Preheat oven to 425 degrees. Cut a small head of cauliflower in half and then slice it thinly—less than ½ inch. Place it in a rimmed baking sheet which has been brushed with a little olive oil. Sprinkle with 1 teaspoon coarse salt.

Roast for about 15 minutes.

Meanwhile, whisk together:

2 tablespoons melted butter
2 tablespoons fresh lemon juice
1 tablespoon mustard (Dijon or brown)
1 teaspoon grated lemon peel

Drizzle butter mixture over cauliflower and roast about 10 minutes longer. Sprinkle with chopped parsley. Serve warm or at room temperature.

I confess that I ate about a third of this as soon as it emerged from the oven. I liked it later at room temperature, but Dad said he would have preferred it warm. It was dynamite, though, with the brown edges and lemony flavor. Maybe we could set up a Roasted Cauliflower booth at the state fair, and compete with corn dogs.

Instead of a beautiful picture of my cauliflower dish, I offer a picture of our kitchen after dinner.

Sunday, December 3, 2006

Caribbean Pork Chops and Acorn Squash

Sunday night we made grilled porkchops with a mango, basil, and bean salsa. It was good, but the whole meal was kind of ill-planned and untrustworthy. The beans were supposed to be black beans, but we realized too late we were out, so we used blackeyed peas instead, the Southern US being closer geographically to the West Indies than is either the Middle East (garbanzos) or the Mediterranean (cannellini).

The recipe was from a grilling cookbook Lawson gave me for my birthday, and we had to correct several ingredients and amounts. For example, the salsa part of the recipe called for 1/8 teaspoon of chile powder. Why even bother? We added quite a bit more, plus some minced habanero. The recipe called for 1/4 teaspoon of salt, which I more than quadrupled. 1/4 teaspoon of ground cumin was not nearly enough, either. The rub recipe called for granulated garlic, which had to be replaced with fresh...and so on.

Last night Lawson made pantry clam pasta. We have been joking about starting a band called the Pantry Clams.

Saturday, December 2, 2006

The Recipe Proselytizer

Writing this blog has helped me with a personal problem: I’m a hopeless recipe-pusher, insisting that people try things and blabbing about the wonderfulness of various foods and recipes. Right now it’s collard love, a condition I caught from you, sort of like cooties.

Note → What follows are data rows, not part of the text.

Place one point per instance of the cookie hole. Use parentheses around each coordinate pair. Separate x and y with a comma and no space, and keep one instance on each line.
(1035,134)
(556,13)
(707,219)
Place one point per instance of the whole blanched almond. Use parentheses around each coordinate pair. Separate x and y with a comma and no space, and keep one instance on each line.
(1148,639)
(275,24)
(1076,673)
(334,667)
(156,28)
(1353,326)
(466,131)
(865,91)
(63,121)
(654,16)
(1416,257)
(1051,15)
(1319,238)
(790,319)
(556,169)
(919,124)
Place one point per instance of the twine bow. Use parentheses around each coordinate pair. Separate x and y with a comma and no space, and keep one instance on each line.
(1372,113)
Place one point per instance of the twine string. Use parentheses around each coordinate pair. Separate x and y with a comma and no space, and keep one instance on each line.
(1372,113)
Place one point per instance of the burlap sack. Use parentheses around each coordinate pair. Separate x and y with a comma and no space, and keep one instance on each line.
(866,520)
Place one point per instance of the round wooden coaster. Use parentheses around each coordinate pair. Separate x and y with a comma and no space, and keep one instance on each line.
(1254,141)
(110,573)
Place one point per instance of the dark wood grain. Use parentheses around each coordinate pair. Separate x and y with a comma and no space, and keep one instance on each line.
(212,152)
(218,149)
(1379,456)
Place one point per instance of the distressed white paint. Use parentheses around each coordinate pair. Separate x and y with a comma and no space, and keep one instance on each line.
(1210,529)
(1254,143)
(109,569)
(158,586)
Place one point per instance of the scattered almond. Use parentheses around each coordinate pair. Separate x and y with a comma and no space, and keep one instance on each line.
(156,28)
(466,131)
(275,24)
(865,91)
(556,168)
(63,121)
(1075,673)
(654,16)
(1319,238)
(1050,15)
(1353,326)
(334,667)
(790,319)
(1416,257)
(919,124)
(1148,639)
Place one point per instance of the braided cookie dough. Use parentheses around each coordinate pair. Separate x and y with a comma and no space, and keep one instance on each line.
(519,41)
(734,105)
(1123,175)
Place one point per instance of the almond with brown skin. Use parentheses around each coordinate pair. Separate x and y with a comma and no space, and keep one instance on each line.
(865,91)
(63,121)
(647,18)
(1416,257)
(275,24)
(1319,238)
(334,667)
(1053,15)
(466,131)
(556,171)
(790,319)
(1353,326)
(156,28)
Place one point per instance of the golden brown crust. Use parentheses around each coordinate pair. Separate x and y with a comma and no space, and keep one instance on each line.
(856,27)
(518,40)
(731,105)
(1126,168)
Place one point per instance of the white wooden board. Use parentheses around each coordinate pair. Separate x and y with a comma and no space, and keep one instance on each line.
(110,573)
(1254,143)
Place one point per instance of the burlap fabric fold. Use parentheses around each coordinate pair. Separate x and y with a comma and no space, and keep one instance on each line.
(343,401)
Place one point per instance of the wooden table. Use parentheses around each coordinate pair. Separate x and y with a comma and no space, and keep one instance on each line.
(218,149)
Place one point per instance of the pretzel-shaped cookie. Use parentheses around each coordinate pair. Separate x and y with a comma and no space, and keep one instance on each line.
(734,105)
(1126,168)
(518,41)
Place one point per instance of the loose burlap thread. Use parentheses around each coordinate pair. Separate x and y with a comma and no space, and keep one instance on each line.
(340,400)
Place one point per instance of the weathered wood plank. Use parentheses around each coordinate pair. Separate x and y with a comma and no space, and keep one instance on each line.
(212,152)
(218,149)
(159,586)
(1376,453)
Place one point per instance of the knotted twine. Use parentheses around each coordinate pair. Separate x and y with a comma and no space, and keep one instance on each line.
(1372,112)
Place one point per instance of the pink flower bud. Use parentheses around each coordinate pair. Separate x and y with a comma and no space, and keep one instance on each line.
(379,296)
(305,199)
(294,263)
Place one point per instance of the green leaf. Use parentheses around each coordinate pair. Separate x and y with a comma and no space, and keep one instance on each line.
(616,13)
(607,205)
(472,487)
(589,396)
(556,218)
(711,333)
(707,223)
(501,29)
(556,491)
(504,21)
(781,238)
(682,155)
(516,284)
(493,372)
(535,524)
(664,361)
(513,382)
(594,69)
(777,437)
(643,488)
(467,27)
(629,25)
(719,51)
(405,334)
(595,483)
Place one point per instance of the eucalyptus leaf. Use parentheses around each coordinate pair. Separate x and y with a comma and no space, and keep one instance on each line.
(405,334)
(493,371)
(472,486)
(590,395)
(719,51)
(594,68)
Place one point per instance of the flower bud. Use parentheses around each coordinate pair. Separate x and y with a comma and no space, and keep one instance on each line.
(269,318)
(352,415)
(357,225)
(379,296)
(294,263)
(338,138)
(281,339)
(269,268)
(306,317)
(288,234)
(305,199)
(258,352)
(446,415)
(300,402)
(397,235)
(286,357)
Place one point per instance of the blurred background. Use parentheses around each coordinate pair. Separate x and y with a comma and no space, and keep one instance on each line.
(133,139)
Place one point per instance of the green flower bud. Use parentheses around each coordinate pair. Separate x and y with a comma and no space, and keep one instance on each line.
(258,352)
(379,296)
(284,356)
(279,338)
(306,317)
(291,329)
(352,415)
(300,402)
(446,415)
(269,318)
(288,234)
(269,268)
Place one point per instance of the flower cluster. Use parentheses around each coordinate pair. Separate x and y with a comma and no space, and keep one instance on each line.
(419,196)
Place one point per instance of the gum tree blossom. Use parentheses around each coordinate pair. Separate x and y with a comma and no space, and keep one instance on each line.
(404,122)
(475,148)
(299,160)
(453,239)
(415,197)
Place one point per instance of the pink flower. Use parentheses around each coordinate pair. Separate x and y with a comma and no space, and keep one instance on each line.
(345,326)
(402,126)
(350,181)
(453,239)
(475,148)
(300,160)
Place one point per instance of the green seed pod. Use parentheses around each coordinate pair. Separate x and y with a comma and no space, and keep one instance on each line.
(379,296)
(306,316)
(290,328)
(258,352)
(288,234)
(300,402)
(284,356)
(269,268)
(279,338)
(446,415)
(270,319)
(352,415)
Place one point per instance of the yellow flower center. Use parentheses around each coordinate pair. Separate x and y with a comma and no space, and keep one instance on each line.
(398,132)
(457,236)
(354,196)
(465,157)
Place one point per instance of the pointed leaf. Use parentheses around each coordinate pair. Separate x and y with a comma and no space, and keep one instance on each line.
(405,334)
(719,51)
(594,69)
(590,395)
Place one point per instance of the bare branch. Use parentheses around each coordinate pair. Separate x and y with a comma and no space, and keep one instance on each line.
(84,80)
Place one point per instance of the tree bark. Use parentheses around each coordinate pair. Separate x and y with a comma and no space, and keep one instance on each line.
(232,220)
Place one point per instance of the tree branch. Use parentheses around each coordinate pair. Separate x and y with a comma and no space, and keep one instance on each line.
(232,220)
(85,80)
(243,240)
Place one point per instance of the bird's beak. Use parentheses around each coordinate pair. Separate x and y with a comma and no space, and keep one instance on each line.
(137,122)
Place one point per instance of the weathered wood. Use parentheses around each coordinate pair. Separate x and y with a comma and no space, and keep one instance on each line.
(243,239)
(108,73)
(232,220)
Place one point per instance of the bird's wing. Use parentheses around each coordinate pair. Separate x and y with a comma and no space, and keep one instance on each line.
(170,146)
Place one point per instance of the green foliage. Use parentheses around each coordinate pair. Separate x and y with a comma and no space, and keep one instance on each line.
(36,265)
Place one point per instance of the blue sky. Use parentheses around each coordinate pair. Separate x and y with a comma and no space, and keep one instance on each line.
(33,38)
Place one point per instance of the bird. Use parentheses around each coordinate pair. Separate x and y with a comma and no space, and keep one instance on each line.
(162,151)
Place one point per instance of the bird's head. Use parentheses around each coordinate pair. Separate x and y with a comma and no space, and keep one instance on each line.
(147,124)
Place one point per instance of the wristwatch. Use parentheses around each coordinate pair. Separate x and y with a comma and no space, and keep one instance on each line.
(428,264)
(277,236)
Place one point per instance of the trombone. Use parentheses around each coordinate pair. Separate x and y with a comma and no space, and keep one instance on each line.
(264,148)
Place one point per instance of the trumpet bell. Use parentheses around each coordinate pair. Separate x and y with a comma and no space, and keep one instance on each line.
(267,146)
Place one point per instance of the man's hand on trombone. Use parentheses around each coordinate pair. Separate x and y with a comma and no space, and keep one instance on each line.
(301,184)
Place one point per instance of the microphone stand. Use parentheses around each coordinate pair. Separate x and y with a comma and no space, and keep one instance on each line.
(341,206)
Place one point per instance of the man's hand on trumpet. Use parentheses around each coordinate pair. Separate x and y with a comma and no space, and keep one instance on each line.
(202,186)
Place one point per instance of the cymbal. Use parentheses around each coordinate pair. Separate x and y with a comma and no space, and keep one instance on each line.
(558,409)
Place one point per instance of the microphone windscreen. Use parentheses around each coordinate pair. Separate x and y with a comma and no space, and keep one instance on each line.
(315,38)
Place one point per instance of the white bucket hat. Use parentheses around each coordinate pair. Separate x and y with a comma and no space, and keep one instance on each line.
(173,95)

I’m bringing the side dishes to dinner at Grandma’s tonight, and I am pressing collards upon her. The menu will be beef stew and homemade bread by Grandma, and collard greens and lemon meringue pie by me.

We had turkey broth-based minestrone for dinner last night. We had a late Italian lunch, so that’s all we needed. At lunch I split two dishes with Juliana—stuffed eggplant (grilled, not fried) and a shrimp scampi salad, and Dad had mixed grilled things over polenta. Red wine. Delicious, and we didn’t get much else done that day.

I made one of our favorite breakfasts this morning, Tomato Cheese Toasts, which I think I invented. First, toast a slice of bread; spread with mustard; add a slice of mild cheese, then a tomato slice or two with salt and pepper; and top with sharp cheese, like bleu or parmesan. Broil for five minutes or so, until browned and bubbly. I have a picture here, but it’s not as beautiful as it tastes.